US v. Wynn: Anthony Wynn began a 5-year term of supervised release upon completion of the imprisonment portion of a 150-month drug trafficking sentence. His PO filed a petition for revocation of Wynn’s supervised release after Wynn tested positive for marijuana use 6 times, as well as other allegations, e.g., driving without a license, operating an uninsured vehicle, and tinted windows, failing to submit monthly reports, failure to complete substance abuse treatment, and failing to timely advise his PO of a new arrest. Wynn admitted his violation conduct; the district court found that Wynn had violated his supervised release, and revoked him.
Wynn’s PO calculated a term of imprisonment based on Wynn’s prior drug convictions.

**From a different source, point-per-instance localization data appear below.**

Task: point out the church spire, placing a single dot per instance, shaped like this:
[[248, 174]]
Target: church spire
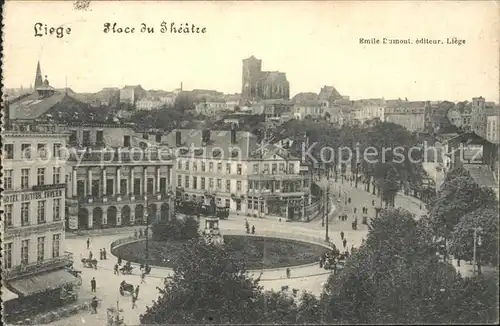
[[38, 76]]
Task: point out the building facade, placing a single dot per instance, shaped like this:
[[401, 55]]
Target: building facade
[[131, 94], [114, 174], [230, 167], [259, 85], [34, 259]]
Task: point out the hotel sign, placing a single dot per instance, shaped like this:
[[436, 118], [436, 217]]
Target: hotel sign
[[32, 196]]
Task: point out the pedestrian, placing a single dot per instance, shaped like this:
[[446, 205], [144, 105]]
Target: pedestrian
[[93, 285], [93, 304]]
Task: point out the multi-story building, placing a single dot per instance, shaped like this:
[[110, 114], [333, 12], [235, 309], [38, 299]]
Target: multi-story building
[[369, 109], [131, 94], [263, 85], [492, 132], [113, 173], [234, 169], [148, 104], [34, 260], [410, 115]]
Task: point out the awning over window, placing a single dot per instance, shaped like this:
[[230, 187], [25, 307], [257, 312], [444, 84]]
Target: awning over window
[[8, 295], [42, 282]]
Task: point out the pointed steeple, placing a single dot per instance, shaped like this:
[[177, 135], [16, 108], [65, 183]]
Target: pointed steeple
[[38, 76]]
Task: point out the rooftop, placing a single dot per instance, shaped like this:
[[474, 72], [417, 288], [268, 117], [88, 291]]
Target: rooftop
[[33, 106]]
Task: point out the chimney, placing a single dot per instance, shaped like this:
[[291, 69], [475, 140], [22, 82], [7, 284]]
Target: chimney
[[178, 142], [233, 135]]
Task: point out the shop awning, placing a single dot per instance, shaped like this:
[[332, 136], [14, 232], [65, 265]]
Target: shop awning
[[42, 282], [8, 295]]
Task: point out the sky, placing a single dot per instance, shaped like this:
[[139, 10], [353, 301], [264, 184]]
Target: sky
[[314, 43]]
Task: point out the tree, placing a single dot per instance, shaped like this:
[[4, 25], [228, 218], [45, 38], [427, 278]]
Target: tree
[[462, 237], [308, 310], [210, 286], [459, 195]]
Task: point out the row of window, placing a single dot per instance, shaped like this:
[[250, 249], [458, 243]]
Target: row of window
[[274, 167], [41, 177], [27, 149], [25, 212], [202, 185], [25, 249]]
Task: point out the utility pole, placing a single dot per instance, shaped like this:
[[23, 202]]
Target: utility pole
[[477, 240]]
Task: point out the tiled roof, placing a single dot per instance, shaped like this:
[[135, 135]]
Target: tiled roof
[[304, 97], [482, 175], [32, 106]]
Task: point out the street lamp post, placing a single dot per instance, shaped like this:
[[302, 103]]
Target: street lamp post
[[327, 238], [477, 240]]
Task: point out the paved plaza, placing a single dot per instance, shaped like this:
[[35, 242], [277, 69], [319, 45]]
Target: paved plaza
[[308, 277]]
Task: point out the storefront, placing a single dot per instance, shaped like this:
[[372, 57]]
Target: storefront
[[39, 293]]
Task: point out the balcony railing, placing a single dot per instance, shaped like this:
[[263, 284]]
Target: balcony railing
[[19, 271]]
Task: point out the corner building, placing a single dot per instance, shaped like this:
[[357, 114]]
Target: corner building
[[34, 260]]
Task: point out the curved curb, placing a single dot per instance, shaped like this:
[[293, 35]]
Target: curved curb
[[253, 271]]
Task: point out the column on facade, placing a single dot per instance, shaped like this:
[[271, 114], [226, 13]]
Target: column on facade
[[89, 181], [118, 179], [157, 180], [118, 216], [75, 182], [131, 184], [103, 177], [145, 182]]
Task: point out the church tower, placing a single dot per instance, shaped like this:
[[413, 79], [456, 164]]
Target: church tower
[[38, 76]]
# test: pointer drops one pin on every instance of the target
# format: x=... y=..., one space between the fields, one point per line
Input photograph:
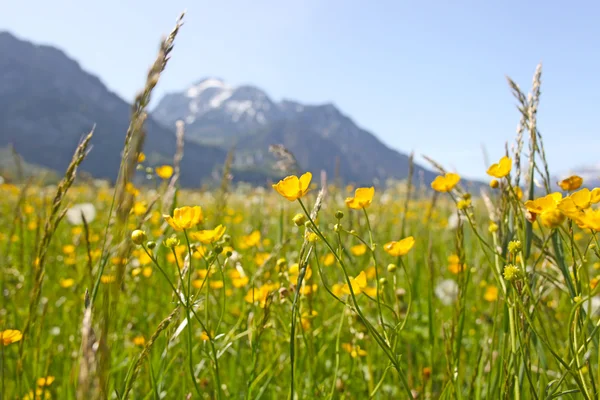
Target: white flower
x=86 y=209
x=446 y=291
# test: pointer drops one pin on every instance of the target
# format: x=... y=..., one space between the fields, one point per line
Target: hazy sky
x=427 y=76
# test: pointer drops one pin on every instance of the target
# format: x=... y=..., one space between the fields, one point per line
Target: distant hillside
x=47 y=103
x=318 y=135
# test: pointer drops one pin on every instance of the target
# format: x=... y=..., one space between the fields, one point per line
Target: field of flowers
x=305 y=289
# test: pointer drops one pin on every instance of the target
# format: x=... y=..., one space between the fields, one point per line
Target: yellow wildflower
x=10 y=336
x=571 y=183
x=47 y=381
x=139 y=340
x=491 y=293
x=501 y=168
x=66 y=283
x=292 y=187
x=251 y=240
x=401 y=247
x=362 y=198
x=164 y=171
x=359 y=249
x=445 y=183
x=547 y=209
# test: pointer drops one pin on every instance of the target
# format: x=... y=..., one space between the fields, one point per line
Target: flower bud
x=138 y=236
x=299 y=219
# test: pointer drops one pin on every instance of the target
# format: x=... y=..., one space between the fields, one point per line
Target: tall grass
x=489 y=303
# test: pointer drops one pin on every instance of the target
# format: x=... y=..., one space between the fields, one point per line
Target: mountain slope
x=318 y=135
x=47 y=103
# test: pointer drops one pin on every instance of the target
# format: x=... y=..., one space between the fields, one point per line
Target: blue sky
x=427 y=76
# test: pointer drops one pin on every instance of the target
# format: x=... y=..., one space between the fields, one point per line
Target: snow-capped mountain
x=320 y=136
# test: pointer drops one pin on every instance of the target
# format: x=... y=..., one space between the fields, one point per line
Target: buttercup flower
x=399 y=248
x=210 y=235
x=10 y=336
x=362 y=198
x=164 y=171
x=445 y=183
x=547 y=209
x=501 y=168
x=185 y=218
x=491 y=293
x=47 y=381
x=571 y=183
x=292 y=187
x=579 y=201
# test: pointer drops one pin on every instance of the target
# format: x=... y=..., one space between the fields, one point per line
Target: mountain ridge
x=221 y=114
x=48 y=102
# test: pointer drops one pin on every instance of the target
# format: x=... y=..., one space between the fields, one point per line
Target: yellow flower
x=399 y=248
x=579 y=201
x=47 y=381
x=454 y=265
x=359 y=249
x=216 y=284
x=185 y=218
x=501 y=168
x=164 y=171
x=547 y=209
x=589 y=219
x=446 y=182
x=139 y=341
x=10 y=336
x=240 y=281
x=68 y=249
x=362 y=198
x=292 y=187
x=67 y=283
x=251 y=240
x=463 y=204
x=354 y=351
x=491 y=293
x=571 y=183
x=107 y=278
x=329 y=259
x=209 y=235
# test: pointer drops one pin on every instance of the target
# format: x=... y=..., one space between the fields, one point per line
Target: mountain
x=48 y=102
x=320 y=136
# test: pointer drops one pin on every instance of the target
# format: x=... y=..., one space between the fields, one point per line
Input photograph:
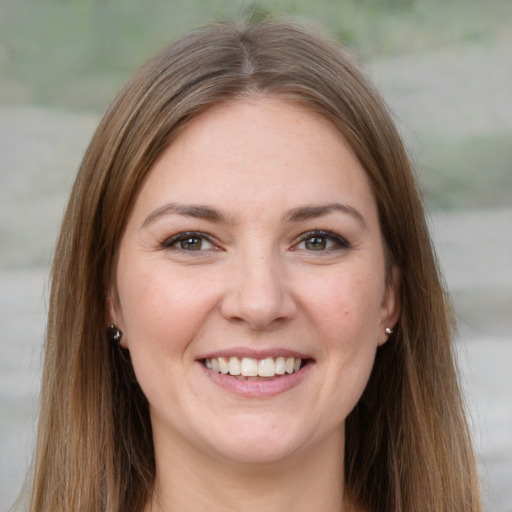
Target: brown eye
x=191 y=244
x=321 y=241
x=316 y=243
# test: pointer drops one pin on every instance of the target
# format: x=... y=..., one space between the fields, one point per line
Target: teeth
x=266 y=367
x=234 y=366
x=281 y=366
x=249 y=367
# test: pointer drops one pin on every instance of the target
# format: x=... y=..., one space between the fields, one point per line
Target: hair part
x=407 y=441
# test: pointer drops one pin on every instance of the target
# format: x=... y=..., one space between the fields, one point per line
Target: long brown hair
x=407 y=442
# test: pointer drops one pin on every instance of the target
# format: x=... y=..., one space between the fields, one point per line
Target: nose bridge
x=258 y=292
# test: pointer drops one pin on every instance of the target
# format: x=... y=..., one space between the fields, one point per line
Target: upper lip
x=241 y=352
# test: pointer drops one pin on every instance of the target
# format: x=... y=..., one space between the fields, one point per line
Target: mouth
x=252 y=369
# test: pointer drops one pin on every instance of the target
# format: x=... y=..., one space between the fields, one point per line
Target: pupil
x=316 y=243
x=193 y=244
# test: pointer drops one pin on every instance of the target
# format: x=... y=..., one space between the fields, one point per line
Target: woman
x=246 y=231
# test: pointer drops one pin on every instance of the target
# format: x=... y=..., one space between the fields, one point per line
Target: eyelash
x=168 y=243
x=340 y=242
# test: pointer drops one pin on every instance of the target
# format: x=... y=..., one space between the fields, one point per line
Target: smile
x=247 y=367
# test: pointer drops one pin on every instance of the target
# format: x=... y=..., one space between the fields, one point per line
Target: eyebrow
x=311 y=212
x=199 y=211
x=196 y=211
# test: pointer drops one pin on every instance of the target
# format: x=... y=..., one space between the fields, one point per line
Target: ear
x=390 y=306
x=113 y=313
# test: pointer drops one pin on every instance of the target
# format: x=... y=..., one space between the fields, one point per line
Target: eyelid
x=170 y=241
x=340 y=241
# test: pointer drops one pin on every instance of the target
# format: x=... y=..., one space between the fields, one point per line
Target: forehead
x=260 y=151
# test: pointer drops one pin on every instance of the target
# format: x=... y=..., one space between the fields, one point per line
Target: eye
x=321 y=241
x=189 y=241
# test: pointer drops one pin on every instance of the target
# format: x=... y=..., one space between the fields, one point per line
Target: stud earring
x=114 y=335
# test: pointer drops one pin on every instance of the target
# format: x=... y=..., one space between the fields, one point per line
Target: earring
x=114 y=335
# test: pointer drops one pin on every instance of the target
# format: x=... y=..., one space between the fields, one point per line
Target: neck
x=303 y=482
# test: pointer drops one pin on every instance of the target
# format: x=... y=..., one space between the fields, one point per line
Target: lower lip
x=258 y=388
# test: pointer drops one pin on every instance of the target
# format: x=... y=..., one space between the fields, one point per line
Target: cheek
x=159 y=312
x=346 y=306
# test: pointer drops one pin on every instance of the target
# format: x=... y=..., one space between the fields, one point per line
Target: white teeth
x=281 y=365
x=234 y=366
x=223 y=365
x=266 y=367
x=250 y=368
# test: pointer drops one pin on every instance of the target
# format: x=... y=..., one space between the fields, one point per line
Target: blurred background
x=443 y=66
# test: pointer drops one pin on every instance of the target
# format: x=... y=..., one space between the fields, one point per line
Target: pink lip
x=258 y=388
x=254 y=353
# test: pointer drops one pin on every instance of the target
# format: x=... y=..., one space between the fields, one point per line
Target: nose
x=258 y=293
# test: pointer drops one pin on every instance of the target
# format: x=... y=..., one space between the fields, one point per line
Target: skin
x=258 y=280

Even though his marijuana charges would have been grade C violations absent any consideration of Wynn’s criminal history, the PO counted the violations as grade B violations under a recidivist enhancement. Wynn had prior convictions in state court for possession of heroin, possession with intent to deliver heroin, possession of marijuana, and possession of heroin, and possession of cocaine and marijuana, dating from 1994 through 2002. The district court held that Wynn’s recidivism directly affected the grade of his violations; Wynn challenged the procedural calculations of his revocation sentence on appeal.
The question on appeal was whether the court properly applied a statutory enhancement in calculating the applicable policy statement range, whether Wynn’s conduct of possessing marijuana was a grade B or C violation under the policy statements. The difference between these two violations is the length of the term of imprisonment the offense may by punishable by: grade C violations call for one year or less; grade B violations call for term exceeding one year. Application Note 1 to USSG §7B1.1, according to the panel here, allows the “district court to consider not only conduct for which a defendant is prosecuted in a criminal case, but all of a defendant’s conduct,” whether or not the defendant has been prosecuted for it. The commentary, the panel found, suggests that district courts should consider all conduct that affects the maximum penalties for a violation of supervised release. The Fourth Circuit upheld the determination that this defendant’s possession of marijuana during his supervised release constituted grade B, not grade C, violations.